Last year, the Ministry of Communications and Information Technology blocked two of the most popular Web sites browsed by young men at dozens of Internet clubs in Kabul; the sites were dedicated to international pornography. This year, a council of Muslim clerics in Kabul issued an edict against a Turkish TV soap opera called “Forbidden Love,” which featured tangled tales of adultery and affairs.
“These dramas about women and sexuality are totally against Afghan culture, values and traditions. They violate the privacy of Islam and push our young people toward a wild life,” said Enayatullah Balegh, a mosque leader on the clerical council. He said the council is equally opposed to the Taliban videos, because they “show a cruel and harsh idea of Islam.” But as with sex on TV, Balegh said, “we express our deep concern, and we hate it, but we can’t really stop it.”
The attraction of sexually oriented entertainment seems obvious in a society in which young people, raised in a strict family and religious environment, are suddenly being exposed to Western lifestyles and freedoms through the electronic media. The appeal of Taliban violence is harder to explain, because Afghans are still recovering from decades of war and are caught up in a conflict in which Taliban insurgents are officially labeled “the enemies of Afghanistan.”
But as social analysts and media figures here suggest, both trends are symptoms of the broader confusion among young Afghans today. Bombarded by electronic come-ons yet expected to defer to elders, the youths are struggling to find a balance between temptation and tradition. Barraged with mixed messages about the Taliban being cruel zealots and errant compatriots, they are struggling to come to grips with these contradictions, too.
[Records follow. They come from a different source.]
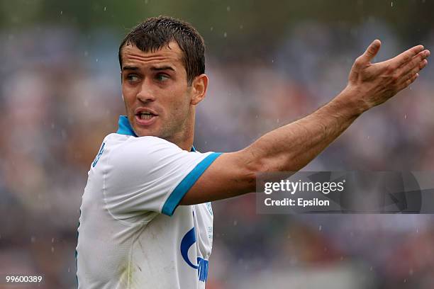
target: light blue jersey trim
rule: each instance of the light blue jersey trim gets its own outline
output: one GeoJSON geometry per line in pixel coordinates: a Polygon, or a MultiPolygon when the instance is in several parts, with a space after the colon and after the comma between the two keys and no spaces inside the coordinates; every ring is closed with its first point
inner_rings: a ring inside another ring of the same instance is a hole
{"type": "MultiPolygon", "coordinates": [[[[119,125],[119,128],[118,128],[118,131],[116,132],[116,133],[118,133],[119,135],[131,135],[133,137],[138,137],[135,132],[134,132],[134,130],[133,130],[133,128],[131,128],[131,125],[130,124],[128,118],[127,118],[126,115],[119,115],[119,120],[118,121],[118,124],[119,125]]],[[[191,151],[196,152],[196,149],[194,148],[194,147],[191,147],[191,151]]]]}
{"type": "Polygon", "coordinates": [[[173,190],[166,200],[166,203],[165,203],[162,210],[163,214],[167,215],[168,216],[173,215],[174,210],[179,204],[182,197],[184,197],[186,193],[188,192],[190,188],[196,183],[197,179],[221,154],[221,152],[213,152],[209,154],[205,159],[202,159],[202,161],[199,163],[194,169],[182,179],[182,181],[181,181],[181,183],[179,183],[174,190],[173,190]]]}
{"type": "Polygon", "coordinates": [[[119,115],[119,121],[118,123],[119,124],[119,128],[116,133],[119,135],[132,135],[137,137],[137,135],[134,132],[134,130],[133,130],[133,128],[131,128],[131,125],[130,125],[130,122],[126,115],[119,115]]]}

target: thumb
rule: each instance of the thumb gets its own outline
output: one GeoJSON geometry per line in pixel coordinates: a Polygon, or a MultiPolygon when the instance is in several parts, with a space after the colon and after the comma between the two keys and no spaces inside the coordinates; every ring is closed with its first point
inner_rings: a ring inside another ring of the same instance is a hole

“Our own government is like the formula for a soap opera, with good guys and bad guys, but it never gets resolved,” said Saad Mohseni, co-owner of the cutting-edge Tolo television enterprise. “Whether it’s pornography or war or the extremes of new wealth here, there’s an element of fantasy that is very hard for young people to reconcile with their own aspirations and their daily lives. It’s hard for them to know what’s real.”
Kabul’s youths, whether they are hidden in the fetid gloom of Internet cafes, staring at sex sites that pop up on “favorite” lists all over town or browsing sidewalk video stalls and furtively sharing violent Taliban videos via cellphone, are vicariously experiencing thrills they can’t have — and, at some levels, might not really want to have.
“The first time I saw one of the Taliban clips, I just went numb. All the violence seemed like human madness,” said Nazir Mohammed, 25, who manages a cellphone shop in the capital. “I like to sell songs and video games but not things that are against Islam.”
Last year, Mohammed said, he ran a similar shop in Dubai, the United Arab Emirates, where Afghan emigre workers flocked to buy the gruesome insurgent videos. “Maybe you can enjoy a beheading if your family has never suffered,” he said. As an Afghan, Mohammed said, he also found the secular glitz of Dubai alien and uncomfortable. “All the mosques were surrounded by nightclubs,” he said. “I just wanted to come home.”
Special correspondent Javed Hamdard contributed to this report.